Thursday, September 30, 2010

I love this story...

Another Living Wage community is coming to British Columbia, thereby doubling the number in Canada to two.

New Westminster led the way.

In New Westminster the living wage applies to people working directly for the city, as well as contractors who spend a significant amount of time on city property. Most city employees were already paid decently, so bringing everyone up to a living wage cost just $20,000 more a year, [New Westminster councilor Jaime McEvoy] said. Helping contractors, and it turned out there were 60 or 70 of them doing everything from maintaining street lights to shredding paper, meet the wage requirement required another $150,000 in increased payments.

Cities often give business to the lowest bidder, he said. "Then you're part of the problem and we were part of the problem, to be honest."

Looks like the Township of Esquimalt on Vancouver Island is about to follow New Westminster's lead.

More and more cities in the US (Portland, Oregon is one example) and now in Canada are taking control over issues that upper level governments persist in ignoring. Just yesterday was news of a Canadian city (can't remember which one) that was implementing its own tough environmental policy.

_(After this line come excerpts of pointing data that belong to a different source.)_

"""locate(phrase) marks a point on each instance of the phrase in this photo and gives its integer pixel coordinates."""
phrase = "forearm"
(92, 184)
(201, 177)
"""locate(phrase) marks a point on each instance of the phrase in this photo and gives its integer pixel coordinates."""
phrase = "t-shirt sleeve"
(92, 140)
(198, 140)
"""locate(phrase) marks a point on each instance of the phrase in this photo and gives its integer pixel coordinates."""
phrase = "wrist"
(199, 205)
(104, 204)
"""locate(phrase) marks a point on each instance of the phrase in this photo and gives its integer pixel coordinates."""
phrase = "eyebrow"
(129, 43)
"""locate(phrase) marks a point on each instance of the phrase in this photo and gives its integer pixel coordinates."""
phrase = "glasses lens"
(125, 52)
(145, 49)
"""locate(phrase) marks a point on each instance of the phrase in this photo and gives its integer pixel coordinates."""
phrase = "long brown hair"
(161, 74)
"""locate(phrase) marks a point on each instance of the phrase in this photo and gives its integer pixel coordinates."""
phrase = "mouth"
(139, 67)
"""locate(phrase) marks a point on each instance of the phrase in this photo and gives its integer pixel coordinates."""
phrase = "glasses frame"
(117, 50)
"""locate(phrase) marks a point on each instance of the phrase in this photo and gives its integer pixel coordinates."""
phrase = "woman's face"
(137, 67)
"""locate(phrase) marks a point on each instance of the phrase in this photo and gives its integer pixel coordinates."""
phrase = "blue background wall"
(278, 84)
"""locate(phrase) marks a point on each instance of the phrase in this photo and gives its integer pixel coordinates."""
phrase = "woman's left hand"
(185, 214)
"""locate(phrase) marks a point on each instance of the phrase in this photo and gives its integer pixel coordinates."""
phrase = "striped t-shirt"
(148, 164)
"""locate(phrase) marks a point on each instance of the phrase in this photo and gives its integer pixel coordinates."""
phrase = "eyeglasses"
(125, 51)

I'm really pleased about this. We need our communities and local politicians to exercise more clout. Perhaps as more of them do, more residents will become socially and politically engaged at the local level. That can never be a bad thing. One distinct advantage: if your local councillor ignores your phone calls, letters or emails, you can drop by for a neighbourly chat.

Our federal and provincial governments show little regard for the problems cities are facing and pay only lip service to our communities' representative organizations (e.g, the Union of Canadian Municipalities). That must change.